当時の稲作試験。現大仙市太田横沢村国見。

「田沢疏水工事が順調に進み、昭和26年には期待した通水が実現し、部落民を感動させた。人々は水田作りに無我夢中であった。…水を張り込み、半日ぐらいすると殆ど水がなくなるようなひどい状態が続いた。まさに漏水田である。一方低地に開いた水田は、湧水被害に悩まされた。それでも秋になると、黄金色に稔った稲が部落民を喜ばせてくれた。秋に入植以来初めてとれた米に、みんなの顔は福の神。「美味い」とか「粘り気がある」とか、評価は人によって異なった。」(昭和24年入植 新田幸雄)

現大仙市太田町、大豊作

「荒涼とした原っぱに、30〜40cmを超える生々しい松や杉の切り株、かきわけるに困難なとんづらやツツジ藪、それに露出した砂礫、この土地を一鍬一鍬開墾しなければならないと思うと、言い知れぬ不安で一杯でした。

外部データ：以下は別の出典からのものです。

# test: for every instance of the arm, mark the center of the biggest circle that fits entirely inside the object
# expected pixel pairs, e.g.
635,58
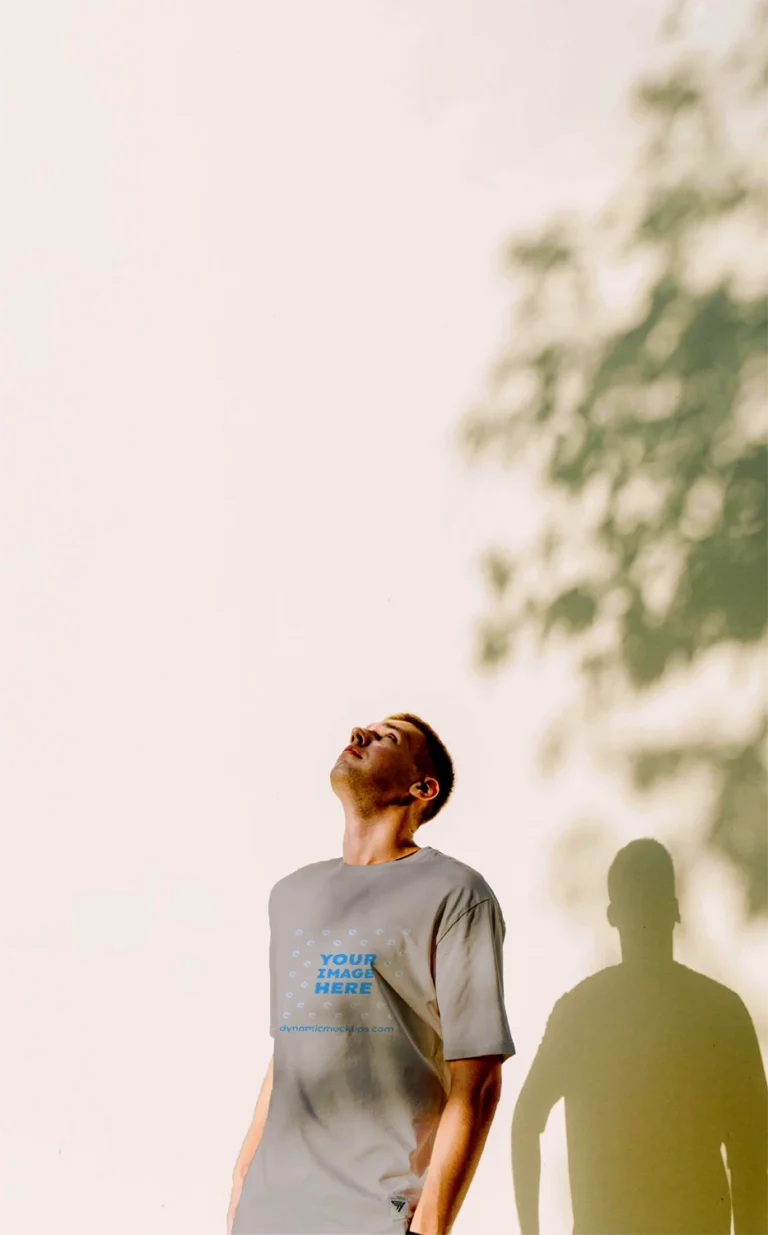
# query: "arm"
251,1144
475,1087
526,1159
746,1139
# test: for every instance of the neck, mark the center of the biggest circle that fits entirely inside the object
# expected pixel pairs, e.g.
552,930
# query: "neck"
379,836
647,951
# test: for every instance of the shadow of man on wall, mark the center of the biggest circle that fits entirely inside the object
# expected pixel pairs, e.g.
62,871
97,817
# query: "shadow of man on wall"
661,1072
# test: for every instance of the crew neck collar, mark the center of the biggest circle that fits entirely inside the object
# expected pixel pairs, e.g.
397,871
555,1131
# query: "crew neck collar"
394,861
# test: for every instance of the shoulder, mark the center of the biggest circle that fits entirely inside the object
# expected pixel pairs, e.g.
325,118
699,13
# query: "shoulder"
299,878
459,888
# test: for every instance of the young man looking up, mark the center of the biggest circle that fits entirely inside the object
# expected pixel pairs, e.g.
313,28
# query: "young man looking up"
387,1014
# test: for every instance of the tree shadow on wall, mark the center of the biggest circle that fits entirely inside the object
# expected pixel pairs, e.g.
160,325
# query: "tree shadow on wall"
647,426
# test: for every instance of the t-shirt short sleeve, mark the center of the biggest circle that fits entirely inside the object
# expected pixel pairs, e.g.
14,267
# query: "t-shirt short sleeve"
469,984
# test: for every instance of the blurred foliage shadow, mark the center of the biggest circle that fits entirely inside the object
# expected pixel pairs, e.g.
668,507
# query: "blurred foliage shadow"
647,426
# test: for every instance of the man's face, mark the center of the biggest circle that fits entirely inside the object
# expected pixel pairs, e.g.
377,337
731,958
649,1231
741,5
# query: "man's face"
382,762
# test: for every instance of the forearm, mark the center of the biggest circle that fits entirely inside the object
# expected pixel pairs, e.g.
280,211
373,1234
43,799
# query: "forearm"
256,1130
526,1176
250,1146
458,1145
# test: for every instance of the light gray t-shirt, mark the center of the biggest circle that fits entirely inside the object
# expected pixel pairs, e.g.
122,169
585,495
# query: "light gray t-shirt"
379,976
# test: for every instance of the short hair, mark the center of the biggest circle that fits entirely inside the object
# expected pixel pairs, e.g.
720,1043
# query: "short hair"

…真夏の炎天下アカシヤの木陰に、その子をエヅメに入れ、泣きわめく声を聞きながら開墾の下払いをした時などは、子供が成長しても決して開拓農家には嫁がせまいと強く感じた。

…光陰矢の如し、繰り返される四季の移ろいの中に、あの荒涼とした原野に現在のような黄金波うつ美田ができようとは、なに人が予想できたことでしょう。」(昭和26年入植 芦野ツタ)

通水の年の初収穫(千本野)

「通水が始まり、自分たちが苦労して造った水田で初めて米を収穫し、飯米を自給することができた時の喜びは、何にも例えようのないことでした。ああ、これで私たち8人家族が生きられる、と一層感謝の気持ちで一杯でした。」(昭和22年入植 鎌田鉄治)

「水がくるぞ」という話が伝わって嬉しかった。今度は稲が作れる。自分たちが作ったお米が食べられると、みんな大喜びで、田植えや草取りや刈り取りなど、田に入ったことのない母や私や妻や弟妹たちは一生懸命でした。自分の家でとれたお米はおいしかった。皆で汗したお米だもの・・・」(昭和21年入植 高橋久一)

「昭和27年に初めて田沢疏水の水がきました。20俵ほどのお米がとれた時の喜びは、言葉には言い尽くされません。」(昭和22年入植 木元ユキ子)


満願の笑み、供米風景(千本野)

米俵による供米(千本野)

「私の人生の歩みの中で田沢疏水開拓に生きた第三の人生が、一番長く、そして苦しい人生でした。」(昭和21年入植 高橋恭之助)

田沢疏水の完成によって、仙南村、六郷町(ともに現美郷町)の明天地野、千畑町(現美郷町)の若林野、太田町(現大仙市)の田屋野、千本野、駒場野、小曽野、中仙町の柏木野、木内林、田沢湖町(現仙北市)の真崎野の4町3村の原野約3,000haが姿を消し、一望の田園地帯が出現した。